Showing posts with label book covers. Show all posts
Showing posts with label book covers. Show all posts

Tuesday, 12 April 2016

A book by its cover


Cover art for books is a subject that fascinates readers, reviewers and authors alike. Getting the cover right is crucial to a book's retail success - and keeping author and readers happy. I couldn't be more delighted with the cover for 300 Days of Sun designed by Jarrod Taylor. It offers an alluring first impression that is entirely relevant to the story and it's attractive in the full sense of the word: it draws you into the setting of the story, the dramatic rocky coast of the Algarve in Portugal. Brightness, beauty and danger are implicit in the image, as is the hint of a scratched old book.
 
But how did this cover evolve from an initial idea? To celebrate publication day in the USA and Canada, I've been given permission to show the process behind the scenes as discussion progressed between editor and author, design team and sales and marketing at HarperCollins.
 
I had just arrived in France last summer when the first images came through in an email from my editor, Jennifer Barth. Which did I prefer of these two?
 
 
 
I thought about it for a few hours, and wrote back to say I liked the red one best. It was the way the letters seemed to be sinking (or rising) behind the layers of the city that appealed. As it turned out, I was in a minority, and most votes went to the second design, by Gregg Kulick. I can understand why. The image is a strong one, with a great sense of light and dark. Perhaps it was the lettering that put me off. 
 
The next stage was another email containing another four images, all by Jarrod Taylor. Which did I like best? Which would you choose?
 
 
 
 
 
I liked them all except the third one, because the yellow rock seemed to hint strangely at an Egyptian pyramid. Our first guests of the summer had arrived, and we had a group reaction to report back. Most popular were the second and the fourth (though the lettering seemed wrong on that one).
 
The team in New York played around with the second for a while, using a deeper blue and capital letters (gorgeous, rather unusual, colours for cover art - and I preferred the original):
 
 
Then the fourth was re-worked and presented to a marketing and sales meeting. Everyone agreed, including me, over in France, that we had found our ideal cover:
 
 
So there we have it. Do you agree, or would you have made a different choice?
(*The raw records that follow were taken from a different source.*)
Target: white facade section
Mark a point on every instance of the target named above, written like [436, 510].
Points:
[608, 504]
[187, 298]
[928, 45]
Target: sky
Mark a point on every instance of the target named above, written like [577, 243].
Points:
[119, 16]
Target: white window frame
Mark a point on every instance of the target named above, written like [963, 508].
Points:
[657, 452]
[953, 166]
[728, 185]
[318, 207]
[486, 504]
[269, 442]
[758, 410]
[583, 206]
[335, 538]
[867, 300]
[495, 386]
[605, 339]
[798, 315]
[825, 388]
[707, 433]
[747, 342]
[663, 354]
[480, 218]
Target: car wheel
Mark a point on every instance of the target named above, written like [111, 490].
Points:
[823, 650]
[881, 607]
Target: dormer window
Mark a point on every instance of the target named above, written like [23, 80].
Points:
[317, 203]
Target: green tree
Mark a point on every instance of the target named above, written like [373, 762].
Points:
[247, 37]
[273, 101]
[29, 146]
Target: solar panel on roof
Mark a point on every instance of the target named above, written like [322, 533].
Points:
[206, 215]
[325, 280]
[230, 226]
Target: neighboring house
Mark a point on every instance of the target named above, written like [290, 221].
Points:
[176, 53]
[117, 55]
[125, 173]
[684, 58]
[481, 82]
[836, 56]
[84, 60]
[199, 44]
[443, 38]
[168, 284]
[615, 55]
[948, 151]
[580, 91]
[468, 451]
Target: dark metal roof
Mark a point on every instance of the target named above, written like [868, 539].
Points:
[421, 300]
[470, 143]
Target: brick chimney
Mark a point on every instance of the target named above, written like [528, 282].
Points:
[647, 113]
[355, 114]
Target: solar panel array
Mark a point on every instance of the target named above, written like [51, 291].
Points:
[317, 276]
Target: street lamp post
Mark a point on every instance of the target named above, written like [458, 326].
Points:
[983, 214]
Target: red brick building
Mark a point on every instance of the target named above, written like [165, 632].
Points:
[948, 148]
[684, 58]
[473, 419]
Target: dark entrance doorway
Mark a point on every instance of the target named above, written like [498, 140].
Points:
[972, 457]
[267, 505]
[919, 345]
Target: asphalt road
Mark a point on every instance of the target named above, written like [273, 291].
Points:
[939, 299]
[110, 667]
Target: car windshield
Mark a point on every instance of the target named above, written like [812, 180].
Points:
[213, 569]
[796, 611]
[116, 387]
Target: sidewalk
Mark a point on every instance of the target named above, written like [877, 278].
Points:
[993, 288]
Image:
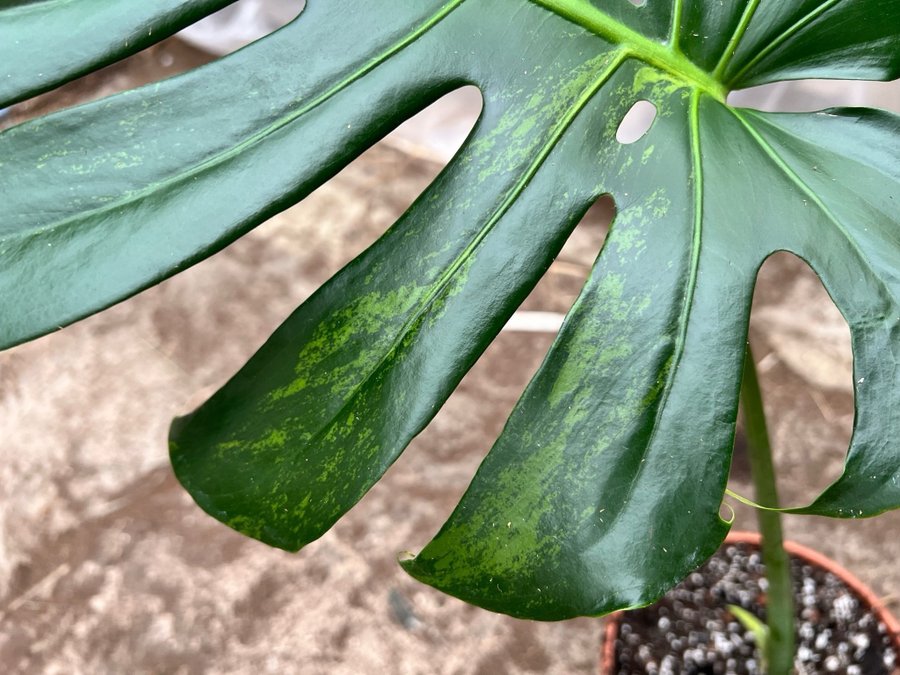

As far as I'm concerned, as soon as I saw this last version, I felt it was right, almost like a sigh of relief.
 
As the book finally goes on sale, huge thanks to everyone at Harper, especially Jarrod Taylor and Gregg Kulick, Jennifer Barth, Amy Baker, Katherine Beitner, Jonathan Burnham, Cal Morgan, Kathryn Ratcliffe-Lee, Mary Sasso, Sherry Wasserman and Erin Wicks. Also to Stephanie Cabot, as ever. 
 
"a deeply satisfying novel, a rich story with a strong feeling for time and place and the expert pacing of the best thrillers. Readers will appreciate Lawrenson’s ability to combine stunning atmosphere with a fascinating historical backstory."
                                                     — starred Booklist review

Wednesday, 12 February 2014

The Sea Garden: UK cover

 
Here it is...the Orion cover for The Sea Garden, to be published in a few months' time. I think it's beautiful, and that old house is almost exactly what was in my head as I invented a villa on the southern French island of Porquerolles, with its garden on the cusp of running to wilderness above the sea. 
 
There are some very clever detailed touches, and I particularly like the painterly effect in the sky and the bay behind with background hills. It seems to me to have just the right atmosphere of slight foreboding despite the sun and bright blue, with that dense bank of trees and bushes casting shadows all the way up the path. The grey band around it seems to give the impression of looking into an old bevelled-edged mirror.
 
But over to you...what do you think? Are you interested, as I am, in how it reflects the differences between the US and UK markets? (The US cover is in the blog's column to the right.) Will you be intrigued and want to pick it up in a bookshop, even if you knew nothing about it? Perhaps this blurb from Sarah Blake, who wrote one of my favourite reads of recent years, The Postmistress, might clinch it: 
 
"THE SEA GARDEN weaves a double spell, and honestly, it got me right from the start. Lawrenson steeps her story of the invisible heroes of the French Resistance crossing borders - and here, crossing time - deep in the eerie beauty of the South of France. The result is a marvellous strange fruit: think Graham Greene served up with a dash of Poe."